Visa seeking to raise $10 billion through IPO
By Michael Liedtke
Associated Press
SAN FRANCISCO — Visa Inc. hopes to cash in on its massive credit and debit card network by raising up to $10 billion in what would be the second largest initial public offering of stock in U.S. history.
The San Francisco-based company disclosed its target amount yesterday in documents it filed with the Securities and Exchange Commission, a significant step in a hotly anticipated IPO expected to take place early next year.
Visa didn't specify how much stock would be sold or at what price per share. A proposed ticker symbol wasn't listed either. All that information will emerge in future filings leading up to the IPO.
If Visa realizes its $10 billion goal, it would be raising the second most ever generated in an IPO by a U.S. company, according to data maintained by the research firm Renaissance Capital. AT&T Wireless Group raised $10.6 billion in an IPO completed in April 2000 near the height of the dot-com boom.
MasterCard Inc., Visa's next largest rival, went public 18 months ago, raising $2.4 billion in the 17th largest IPO in U.S history, according to Renaissance Capital. MasterCard's shares have climbed by nearly fivefold from their IPO price of $39, closing yesterday at $193.
The demand for Visa's stock is expected to be high because the company's revenue figures to steadily grow as consumers increasingly pay for merchandise with credit or debit cards instead of checks or cash.
Visa's payment-processing network is by far the largest in the United States. Last year, the company processed 44 billion transactions totaling $3.2 trillion, according to yesterday's SEC filing. MasterCard processed 23.4 billion transactions totaling $1.9 trillion.

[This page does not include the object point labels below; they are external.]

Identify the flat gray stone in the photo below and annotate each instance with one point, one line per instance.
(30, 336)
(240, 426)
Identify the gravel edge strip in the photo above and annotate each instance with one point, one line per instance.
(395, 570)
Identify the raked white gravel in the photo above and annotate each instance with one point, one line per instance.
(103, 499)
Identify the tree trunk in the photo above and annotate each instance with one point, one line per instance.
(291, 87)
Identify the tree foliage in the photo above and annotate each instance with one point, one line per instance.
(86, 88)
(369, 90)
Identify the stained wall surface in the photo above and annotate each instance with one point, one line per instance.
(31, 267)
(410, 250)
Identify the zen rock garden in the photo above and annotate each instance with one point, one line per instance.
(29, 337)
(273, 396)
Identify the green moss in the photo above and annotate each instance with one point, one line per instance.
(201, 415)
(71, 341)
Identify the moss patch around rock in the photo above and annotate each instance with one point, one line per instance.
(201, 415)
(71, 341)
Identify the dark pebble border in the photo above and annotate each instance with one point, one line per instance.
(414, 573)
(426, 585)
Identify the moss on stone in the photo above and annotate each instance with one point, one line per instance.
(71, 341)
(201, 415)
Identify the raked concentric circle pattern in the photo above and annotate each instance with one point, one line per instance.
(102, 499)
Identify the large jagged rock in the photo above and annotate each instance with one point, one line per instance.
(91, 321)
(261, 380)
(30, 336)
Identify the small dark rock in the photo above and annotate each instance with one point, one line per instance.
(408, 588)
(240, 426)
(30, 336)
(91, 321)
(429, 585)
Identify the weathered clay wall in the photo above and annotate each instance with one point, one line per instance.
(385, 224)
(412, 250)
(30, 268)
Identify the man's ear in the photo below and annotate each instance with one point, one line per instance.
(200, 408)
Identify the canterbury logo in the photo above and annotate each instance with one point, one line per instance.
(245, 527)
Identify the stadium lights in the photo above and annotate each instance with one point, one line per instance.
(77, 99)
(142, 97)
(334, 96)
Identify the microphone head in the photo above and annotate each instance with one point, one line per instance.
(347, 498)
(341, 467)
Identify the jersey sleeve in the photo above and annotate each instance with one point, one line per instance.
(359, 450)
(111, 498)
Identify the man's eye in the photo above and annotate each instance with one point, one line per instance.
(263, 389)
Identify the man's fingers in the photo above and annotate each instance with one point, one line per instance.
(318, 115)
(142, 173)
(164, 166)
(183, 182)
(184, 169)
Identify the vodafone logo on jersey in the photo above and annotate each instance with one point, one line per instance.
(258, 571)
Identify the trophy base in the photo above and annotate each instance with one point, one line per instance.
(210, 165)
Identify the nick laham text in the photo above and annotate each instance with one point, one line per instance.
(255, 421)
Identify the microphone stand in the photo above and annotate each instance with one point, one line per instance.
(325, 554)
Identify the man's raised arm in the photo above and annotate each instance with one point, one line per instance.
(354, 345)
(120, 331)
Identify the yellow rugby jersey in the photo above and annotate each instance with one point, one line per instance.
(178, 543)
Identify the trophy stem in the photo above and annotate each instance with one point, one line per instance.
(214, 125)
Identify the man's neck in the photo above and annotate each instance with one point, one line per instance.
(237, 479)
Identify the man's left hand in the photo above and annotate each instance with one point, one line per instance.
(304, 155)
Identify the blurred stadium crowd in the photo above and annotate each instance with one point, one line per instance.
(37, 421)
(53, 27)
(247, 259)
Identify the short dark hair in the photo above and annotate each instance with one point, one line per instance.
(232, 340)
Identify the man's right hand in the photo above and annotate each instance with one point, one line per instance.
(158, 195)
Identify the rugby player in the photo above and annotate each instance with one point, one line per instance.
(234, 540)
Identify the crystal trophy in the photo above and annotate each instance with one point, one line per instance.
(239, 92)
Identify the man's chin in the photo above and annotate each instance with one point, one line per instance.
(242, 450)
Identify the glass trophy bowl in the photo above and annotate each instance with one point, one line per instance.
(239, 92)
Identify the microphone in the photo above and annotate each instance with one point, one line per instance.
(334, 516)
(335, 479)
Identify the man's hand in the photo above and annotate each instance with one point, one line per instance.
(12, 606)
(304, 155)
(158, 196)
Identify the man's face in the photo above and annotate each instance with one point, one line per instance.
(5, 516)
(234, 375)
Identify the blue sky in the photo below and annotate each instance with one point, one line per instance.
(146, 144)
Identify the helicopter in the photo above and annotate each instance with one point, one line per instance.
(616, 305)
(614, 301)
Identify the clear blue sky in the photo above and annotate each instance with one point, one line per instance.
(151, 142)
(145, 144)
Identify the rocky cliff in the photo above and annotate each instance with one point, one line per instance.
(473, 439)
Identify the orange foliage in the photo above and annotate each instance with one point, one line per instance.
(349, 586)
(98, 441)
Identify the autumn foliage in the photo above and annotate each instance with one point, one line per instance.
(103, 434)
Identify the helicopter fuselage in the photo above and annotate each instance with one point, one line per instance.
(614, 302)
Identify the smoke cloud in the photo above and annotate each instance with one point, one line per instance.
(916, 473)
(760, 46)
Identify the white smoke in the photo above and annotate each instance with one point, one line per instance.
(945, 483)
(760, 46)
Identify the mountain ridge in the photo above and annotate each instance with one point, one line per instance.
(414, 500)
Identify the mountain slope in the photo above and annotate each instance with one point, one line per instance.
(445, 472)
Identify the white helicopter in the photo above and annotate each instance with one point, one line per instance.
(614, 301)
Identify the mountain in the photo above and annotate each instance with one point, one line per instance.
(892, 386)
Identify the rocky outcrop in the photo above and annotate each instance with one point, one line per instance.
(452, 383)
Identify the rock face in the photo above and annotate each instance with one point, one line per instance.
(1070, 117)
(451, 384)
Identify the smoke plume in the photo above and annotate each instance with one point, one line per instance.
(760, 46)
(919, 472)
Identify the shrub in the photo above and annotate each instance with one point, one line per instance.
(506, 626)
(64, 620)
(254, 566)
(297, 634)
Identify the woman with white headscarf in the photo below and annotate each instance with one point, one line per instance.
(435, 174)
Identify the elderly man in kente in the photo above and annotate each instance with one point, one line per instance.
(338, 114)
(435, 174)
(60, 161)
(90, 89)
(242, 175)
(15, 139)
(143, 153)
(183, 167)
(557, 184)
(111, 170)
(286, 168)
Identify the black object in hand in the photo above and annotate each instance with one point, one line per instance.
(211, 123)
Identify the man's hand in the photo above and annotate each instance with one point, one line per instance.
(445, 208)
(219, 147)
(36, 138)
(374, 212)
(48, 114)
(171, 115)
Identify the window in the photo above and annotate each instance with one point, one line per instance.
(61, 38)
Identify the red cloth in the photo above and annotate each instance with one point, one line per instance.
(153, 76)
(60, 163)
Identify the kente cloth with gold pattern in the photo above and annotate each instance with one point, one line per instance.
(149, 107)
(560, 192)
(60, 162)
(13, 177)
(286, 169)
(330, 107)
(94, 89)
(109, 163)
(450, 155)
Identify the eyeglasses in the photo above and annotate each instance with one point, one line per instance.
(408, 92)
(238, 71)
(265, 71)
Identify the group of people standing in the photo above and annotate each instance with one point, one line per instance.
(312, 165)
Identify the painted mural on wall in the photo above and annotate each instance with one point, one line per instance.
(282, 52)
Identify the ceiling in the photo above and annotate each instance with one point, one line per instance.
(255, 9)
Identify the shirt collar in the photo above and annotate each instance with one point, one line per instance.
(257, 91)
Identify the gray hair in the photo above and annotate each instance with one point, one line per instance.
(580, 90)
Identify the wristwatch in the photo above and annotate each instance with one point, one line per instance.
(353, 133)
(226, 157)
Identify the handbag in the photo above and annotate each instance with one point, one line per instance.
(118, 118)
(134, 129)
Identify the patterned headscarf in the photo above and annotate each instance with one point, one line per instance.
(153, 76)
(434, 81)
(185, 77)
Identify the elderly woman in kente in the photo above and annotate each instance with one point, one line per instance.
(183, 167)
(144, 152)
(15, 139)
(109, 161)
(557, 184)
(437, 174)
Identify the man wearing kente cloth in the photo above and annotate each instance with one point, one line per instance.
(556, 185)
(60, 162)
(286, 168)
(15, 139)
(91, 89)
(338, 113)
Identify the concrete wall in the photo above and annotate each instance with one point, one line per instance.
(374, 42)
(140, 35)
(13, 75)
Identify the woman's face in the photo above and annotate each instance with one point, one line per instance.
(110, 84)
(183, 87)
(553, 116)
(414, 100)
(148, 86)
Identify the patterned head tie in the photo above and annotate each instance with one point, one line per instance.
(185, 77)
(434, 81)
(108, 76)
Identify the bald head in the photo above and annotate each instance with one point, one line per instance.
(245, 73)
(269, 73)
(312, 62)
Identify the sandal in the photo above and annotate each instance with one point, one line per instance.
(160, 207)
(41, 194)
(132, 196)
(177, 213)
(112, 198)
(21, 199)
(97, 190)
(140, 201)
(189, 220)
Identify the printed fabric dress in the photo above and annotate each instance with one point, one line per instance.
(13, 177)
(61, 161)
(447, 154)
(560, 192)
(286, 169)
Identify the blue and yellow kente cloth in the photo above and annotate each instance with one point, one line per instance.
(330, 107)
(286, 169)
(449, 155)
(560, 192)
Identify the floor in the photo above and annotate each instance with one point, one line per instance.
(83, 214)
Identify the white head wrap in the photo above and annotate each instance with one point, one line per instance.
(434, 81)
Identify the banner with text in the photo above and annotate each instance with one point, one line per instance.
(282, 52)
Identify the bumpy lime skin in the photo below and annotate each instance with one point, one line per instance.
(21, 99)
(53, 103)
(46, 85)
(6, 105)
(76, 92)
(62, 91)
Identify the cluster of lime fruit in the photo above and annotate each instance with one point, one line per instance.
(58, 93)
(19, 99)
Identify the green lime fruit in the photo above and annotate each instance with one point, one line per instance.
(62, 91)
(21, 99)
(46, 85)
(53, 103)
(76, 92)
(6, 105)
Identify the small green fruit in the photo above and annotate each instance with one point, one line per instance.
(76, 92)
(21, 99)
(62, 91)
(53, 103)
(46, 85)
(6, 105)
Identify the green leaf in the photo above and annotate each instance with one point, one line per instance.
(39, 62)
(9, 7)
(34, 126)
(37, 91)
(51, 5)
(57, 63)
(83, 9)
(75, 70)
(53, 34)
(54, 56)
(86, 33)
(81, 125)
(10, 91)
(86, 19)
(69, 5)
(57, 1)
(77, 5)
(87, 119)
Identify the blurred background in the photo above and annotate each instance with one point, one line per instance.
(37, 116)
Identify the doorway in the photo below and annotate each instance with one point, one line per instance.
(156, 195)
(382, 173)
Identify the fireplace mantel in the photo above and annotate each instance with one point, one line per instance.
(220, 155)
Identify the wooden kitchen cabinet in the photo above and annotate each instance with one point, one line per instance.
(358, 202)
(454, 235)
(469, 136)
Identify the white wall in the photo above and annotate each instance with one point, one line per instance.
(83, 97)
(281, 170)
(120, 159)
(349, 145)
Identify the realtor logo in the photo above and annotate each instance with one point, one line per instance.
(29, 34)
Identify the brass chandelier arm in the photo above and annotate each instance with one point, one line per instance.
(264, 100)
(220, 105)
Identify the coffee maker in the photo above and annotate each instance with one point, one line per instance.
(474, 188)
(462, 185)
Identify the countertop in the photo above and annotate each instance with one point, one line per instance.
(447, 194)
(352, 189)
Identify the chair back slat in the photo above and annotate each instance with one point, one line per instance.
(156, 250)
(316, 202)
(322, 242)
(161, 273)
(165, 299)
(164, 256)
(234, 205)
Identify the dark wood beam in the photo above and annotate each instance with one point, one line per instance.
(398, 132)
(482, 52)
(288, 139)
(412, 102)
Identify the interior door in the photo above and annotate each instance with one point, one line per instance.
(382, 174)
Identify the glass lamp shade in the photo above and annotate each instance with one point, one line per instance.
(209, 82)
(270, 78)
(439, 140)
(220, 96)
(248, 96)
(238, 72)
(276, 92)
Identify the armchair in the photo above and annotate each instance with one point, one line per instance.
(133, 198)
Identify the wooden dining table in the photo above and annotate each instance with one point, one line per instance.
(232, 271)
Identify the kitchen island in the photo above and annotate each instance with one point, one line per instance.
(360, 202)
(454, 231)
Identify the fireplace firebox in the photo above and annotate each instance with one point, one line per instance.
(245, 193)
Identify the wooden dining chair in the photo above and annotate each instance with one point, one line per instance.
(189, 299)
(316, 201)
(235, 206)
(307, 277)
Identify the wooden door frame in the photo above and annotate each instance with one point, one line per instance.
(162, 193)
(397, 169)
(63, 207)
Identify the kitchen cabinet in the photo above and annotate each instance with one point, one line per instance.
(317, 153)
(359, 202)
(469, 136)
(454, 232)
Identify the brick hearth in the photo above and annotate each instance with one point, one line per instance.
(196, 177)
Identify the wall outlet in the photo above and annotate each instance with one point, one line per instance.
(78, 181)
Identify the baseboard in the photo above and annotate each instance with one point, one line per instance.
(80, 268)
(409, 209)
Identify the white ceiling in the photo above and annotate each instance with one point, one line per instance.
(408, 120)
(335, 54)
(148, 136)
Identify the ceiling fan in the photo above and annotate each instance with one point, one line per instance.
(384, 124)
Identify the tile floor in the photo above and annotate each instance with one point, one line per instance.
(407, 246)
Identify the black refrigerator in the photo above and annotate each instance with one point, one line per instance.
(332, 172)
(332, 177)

Visa makes most of its money from the fees it charges card issuers and merchants for using its network. During the first nine months of this year, the company earned $771 million on $3.7 billion in revenue.
Because it acts as an intermediary, Visa doesn't sustain losses when consumers don't repay the debts run up on credit cards bearing its brand. Those liabilities instead fall to the banks that issue the cards and set the terms of repayment.
Most of Visa's major stockholders are banks. They include: J.P. Morgan Chase & Co., which owns 23.3 percent of the company's Class B Stock; Bank of America Corp., 11.5 percent; National City Corp., 8 percent; Citigroup Inc., 5.5 percent; U.S. Bancorp, 5.1 percent; and Wells Fargo & Co., 5.1 percent.
Besides being a major stockholder, J.P. Morgan also is Visa's largest customer, accounting for 10 percent of Visa's revenue during the first nine months of this year.
The SEC documents didn't indicate whether any of Visa's major stockholders intend to sell portions of their stakes in the company.
Visa's filing came just two days after the company rid itself of a potential albatross by agreeing to pay up to $2.25 billion to American Express Co. to settle a 3-year-old lawsuit alleging Visa engaged in illegal practices to stifle competition. Visa is responsible for $2.07 billion, and another $185 million will be contributed by five member banks named in the lawsuit, according to the SEC filing.
All the costs of the American Express settlement ultimately will be covered Visa's member banks. Visa is still fighting a similar antitrust lawsuit filed by Discover Financial Services. That case is scheduled to go to trial next September.
The filing also disclosed that Visa has already paid its chief executive, Joseph Saunders, $10.2 million in bonuses this year on top of his annual salary of $950,000. Saunders, who was named CEO six months ago, has promised to remain on the job until May 15, 2009.